At the 1995 FINA World Swimming Championships (25 m) in Rio de Janeiro, she finished 4th in the 200-meter individual medley, with a time of 2:12.64; 6th in the 4×100-meter medley, with a time of 4:12.76; 6th in the 4×100-meter freestyle, along with Paula Aguiar, Lúcia Santos and Raquel Takaya, breaking the South American record, with a time of 3:45.87; and 8th in the 100-meter butterfly, with a time of 1:00.34, new South American record. In the 100-meter freestyle heats, she broke the South American record, with a time of 56.13 seconds. At the 2002 FINA World Swimming Championships (25 m) in Moscow, Rose won three silver medals in the 100-meter individual medley, 200-meter individual medley, and 4×200-meter freestyle.

At the 1995 Pan American Games in Mar del Plata, Rose won a silver medal in the 100-meter butterfly, and two bronze medals in the 4×100-meter freestyle and medley relays. She also finished 5th in the 100-meter freestyle, and 6th in the 200-meter individual medley. At the 1999 Pan American Games in Winnipeg, she finished 4th in the 200-meter individual medley.

===2000 Sydney Olympics===
Representing the United States in the 2000 Olympics, she placed seventh in the 200 meter Individual Medley, with a time of 2:14.82, placing her 1.5 seconds from contending for the bronze medal. Yana Klochkova of the Ukraine took the gold medal with a time of 2:10.68. Beginning in May, 2000, after her undergraduate swimming career at Stanford, Gabrielle was trained prior to the 2000 Olympic games by Dave Salo, who coached her as part of the Irvine Novaquatics team at Heritage Park. She contacted Salo after he coached her at the U.S. Pan American Games in Winipeg in the Summer of 1999.

===2024 Olympic trials===
In 2024, at the age of 46 and having last competed in an Olympic Trials in 2004, Rose advanced to the 100-meter breaststroke semifinals at the United States Olympic Trials in Indianapolis, finishing 10th with a personal best time of 1:08.32. Later in the week, she qualified for the semifinals of the 200-meter breaststroke, finishing 14th in the preliminary round. She came into the meet as the 45th seed out of 45 swimmers in the 200-meter breaststroke.

==Brazilian records==
Rose is a former Brazilian record holder of the 100-meter freestyle, 100-meter butterfly, 100-meter breaststroke and 200-meter individual medley. The 100-meter breaststroke record was eclipsed by Patrícia Comini. Her 200-meter individual medley records were beaten by Joanna Maranhão in long and short pools. Her 100-meter freestyle record was broken by Tatiana Lemos.

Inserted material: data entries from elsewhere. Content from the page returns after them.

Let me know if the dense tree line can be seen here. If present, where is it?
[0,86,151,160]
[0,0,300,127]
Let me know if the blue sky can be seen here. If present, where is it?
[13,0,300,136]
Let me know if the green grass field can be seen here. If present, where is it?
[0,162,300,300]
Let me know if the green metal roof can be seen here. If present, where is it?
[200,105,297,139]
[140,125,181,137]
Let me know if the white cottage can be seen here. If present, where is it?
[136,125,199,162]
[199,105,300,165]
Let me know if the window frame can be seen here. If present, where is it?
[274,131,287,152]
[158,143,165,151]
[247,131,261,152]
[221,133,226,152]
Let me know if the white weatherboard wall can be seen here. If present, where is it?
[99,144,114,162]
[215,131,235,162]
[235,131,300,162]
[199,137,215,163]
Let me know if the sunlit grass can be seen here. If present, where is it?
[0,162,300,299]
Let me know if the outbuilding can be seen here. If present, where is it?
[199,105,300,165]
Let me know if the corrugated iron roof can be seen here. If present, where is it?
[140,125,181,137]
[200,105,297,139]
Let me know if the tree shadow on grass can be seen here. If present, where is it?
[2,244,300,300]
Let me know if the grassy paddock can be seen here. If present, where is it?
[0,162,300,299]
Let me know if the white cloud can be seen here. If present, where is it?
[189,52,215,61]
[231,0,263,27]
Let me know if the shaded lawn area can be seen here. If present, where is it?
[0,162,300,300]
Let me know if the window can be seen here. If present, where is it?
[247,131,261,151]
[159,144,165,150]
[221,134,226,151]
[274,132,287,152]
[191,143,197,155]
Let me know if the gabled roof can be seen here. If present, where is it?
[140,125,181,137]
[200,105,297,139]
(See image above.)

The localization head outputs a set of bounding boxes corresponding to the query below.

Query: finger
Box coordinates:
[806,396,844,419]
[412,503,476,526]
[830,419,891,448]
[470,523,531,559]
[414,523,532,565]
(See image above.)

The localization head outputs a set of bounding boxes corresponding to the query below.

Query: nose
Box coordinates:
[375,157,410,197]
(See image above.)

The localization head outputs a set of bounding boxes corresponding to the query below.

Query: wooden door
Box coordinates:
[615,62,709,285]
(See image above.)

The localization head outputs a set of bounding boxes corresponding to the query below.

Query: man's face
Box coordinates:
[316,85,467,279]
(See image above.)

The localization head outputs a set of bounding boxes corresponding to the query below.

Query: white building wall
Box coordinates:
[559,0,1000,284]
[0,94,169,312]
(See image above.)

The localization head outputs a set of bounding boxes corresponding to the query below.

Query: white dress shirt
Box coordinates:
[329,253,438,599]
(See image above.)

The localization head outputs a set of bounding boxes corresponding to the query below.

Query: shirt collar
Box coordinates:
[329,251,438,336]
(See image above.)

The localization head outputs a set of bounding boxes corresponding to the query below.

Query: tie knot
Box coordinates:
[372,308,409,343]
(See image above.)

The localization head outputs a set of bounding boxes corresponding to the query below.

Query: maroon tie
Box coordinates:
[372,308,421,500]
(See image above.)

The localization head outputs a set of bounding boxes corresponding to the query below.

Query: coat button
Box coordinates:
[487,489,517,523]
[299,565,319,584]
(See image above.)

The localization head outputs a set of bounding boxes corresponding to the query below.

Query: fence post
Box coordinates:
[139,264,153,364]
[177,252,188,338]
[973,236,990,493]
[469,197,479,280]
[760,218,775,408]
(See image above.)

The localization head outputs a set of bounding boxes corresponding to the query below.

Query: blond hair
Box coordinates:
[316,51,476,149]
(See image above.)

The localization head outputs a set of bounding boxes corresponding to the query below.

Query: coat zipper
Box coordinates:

===Post swimming pursuits===
When Gabrielle's father Michael, a strong supporter of the University of Memphis, died in 2017, he donated funds to establish the Mike Rose Soccer Complex and the Mike Rose Natatorium, which opened in 2023 through the Rose Foundation. In July 2019, as a spokesperson and executive director of the Rose Foundation, Gabrielle advocated the advantages of the new natatorium in bringing business to the Memphis community through swim meets, and the sponsorship of swim training for youth, as well as drowning prevention programs.